En Colombia, existe el caso singular de la población de Pijao, en el Quindío, que empezó a llamarse así, sólo a partir de 1931, fecha en que los vecinos y la autoridad local, le dieron el nombre de la valiente tribu indígena Pijao, como un mentís, al anterior, relacionado con el del marino genovés, de marras.  En el Departamento de Nariño, aunque en forma no oficial, coexiste tímidamente con el de “Galeras”, el orónimo de Ninaurco o Urconina (del kechua, “Montaña de Fuego”).  De haber una revisión, a fondo de la toponomástica nacional, miles y miles de nombres indígenas, aflorarían por doquier, allí donde en forma violenta e ignorante se impusieron denominaciones espurias.  

Tuvo más inteligencia, Fernando II de Aragón, cuando ordenó, a finales del siglo XV, que se conservaran los nombres originales de América, para facilitar los asuntos administrativos de las colonias, pero ese mandato, fue lo primero que incumplieron los patanes y sanguinarios invasores.  En ese torpe cometido, no se quedó atrás el general Tomás Cipriano de Mosquera, quien a su capricho, reemplazó los nombres indígenas, por castellanos, como “Bahía de Málaga” en el Litoral Pacífico y “Golfo de Venezuela”, en lugar de Golfo de Chichibacoa y  Coquibacoa, según la orilla desde la que se mire, ese accidente geográfico.  Eso dio pie a que, nuestros vecinos venezolanos, alegaran después, que todo el golfo era de ellos.  
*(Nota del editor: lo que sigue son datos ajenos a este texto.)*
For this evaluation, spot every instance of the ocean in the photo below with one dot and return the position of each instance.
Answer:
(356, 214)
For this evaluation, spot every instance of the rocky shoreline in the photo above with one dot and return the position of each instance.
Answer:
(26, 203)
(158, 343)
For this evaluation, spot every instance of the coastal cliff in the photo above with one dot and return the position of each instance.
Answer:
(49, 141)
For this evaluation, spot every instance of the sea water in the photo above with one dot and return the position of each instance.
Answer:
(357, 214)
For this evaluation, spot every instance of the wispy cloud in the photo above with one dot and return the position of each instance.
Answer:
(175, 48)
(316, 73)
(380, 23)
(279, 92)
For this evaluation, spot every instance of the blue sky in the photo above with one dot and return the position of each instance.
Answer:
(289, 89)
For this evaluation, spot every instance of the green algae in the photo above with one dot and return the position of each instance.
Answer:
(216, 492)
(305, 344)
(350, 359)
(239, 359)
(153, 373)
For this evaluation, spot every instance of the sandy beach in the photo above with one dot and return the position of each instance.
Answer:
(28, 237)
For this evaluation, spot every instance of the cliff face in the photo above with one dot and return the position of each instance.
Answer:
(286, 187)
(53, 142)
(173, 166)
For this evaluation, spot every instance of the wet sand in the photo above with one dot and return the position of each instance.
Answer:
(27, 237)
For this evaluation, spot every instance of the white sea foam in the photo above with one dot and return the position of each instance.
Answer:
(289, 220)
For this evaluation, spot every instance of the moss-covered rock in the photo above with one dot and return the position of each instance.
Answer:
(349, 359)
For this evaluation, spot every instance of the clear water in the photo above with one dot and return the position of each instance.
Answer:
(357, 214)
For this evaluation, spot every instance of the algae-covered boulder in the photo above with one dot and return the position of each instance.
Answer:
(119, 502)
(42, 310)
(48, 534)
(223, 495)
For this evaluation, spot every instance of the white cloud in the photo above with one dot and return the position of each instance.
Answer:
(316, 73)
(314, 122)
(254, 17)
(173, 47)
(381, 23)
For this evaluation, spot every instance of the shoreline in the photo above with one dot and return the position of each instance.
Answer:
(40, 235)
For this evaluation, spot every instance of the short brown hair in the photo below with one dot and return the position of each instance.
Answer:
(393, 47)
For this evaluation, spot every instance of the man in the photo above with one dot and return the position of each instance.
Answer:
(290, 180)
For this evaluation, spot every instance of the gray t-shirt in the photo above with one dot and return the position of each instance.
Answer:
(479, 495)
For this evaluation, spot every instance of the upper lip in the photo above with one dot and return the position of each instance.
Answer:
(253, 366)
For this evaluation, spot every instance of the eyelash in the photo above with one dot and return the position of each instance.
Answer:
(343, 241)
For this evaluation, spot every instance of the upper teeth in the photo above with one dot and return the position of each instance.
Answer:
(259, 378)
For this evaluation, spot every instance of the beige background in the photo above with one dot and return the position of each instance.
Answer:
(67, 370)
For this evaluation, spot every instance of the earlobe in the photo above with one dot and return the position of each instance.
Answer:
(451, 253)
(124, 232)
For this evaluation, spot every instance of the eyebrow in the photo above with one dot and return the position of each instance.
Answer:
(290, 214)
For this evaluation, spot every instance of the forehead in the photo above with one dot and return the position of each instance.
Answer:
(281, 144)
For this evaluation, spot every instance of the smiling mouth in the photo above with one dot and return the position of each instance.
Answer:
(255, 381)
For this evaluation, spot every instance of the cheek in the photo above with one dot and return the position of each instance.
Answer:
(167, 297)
Cuánto quisiera yo, que los concejos municipales, se ocuparan del asunto de preservar los nombres indígenas, de nuestras ciudades y aldeas, como para que el pueblo de Nariño, en el Departamento de Nariño (redundancia burocrática), vuelva a llamarse Chaguarbamba, y la hermosa aldea de Chaitán, en Túquerres, deje de ser Santander de Valencia.  Vano intento, tal vez,  porque la tendencia municipal y nacional, es la de borrar toda huella de lo indígena, en un vergonzoso impulso de “blanqueamiento”, que afecta no sólo a los topónimos, sino a los antropónimos, como son los apellidos de origen indígena.  

De colofón:

A propósito de la querida población de Bugalagrande y de su gente, qué disfavor le hace el Ministerio de Transporte, cuando en una determinación absurda y tomada a la ligera, señaliza su acceso con un “B/lagrande”, donde el turista queda absolutamente despistado repitiendo, que ya pasó por B/lagrande.  La señalización o señalética, no es asunto de poca monta, porque tiene que ver con signos destinados a la correcta orientación de los usuarios de las vías y no a su extravío.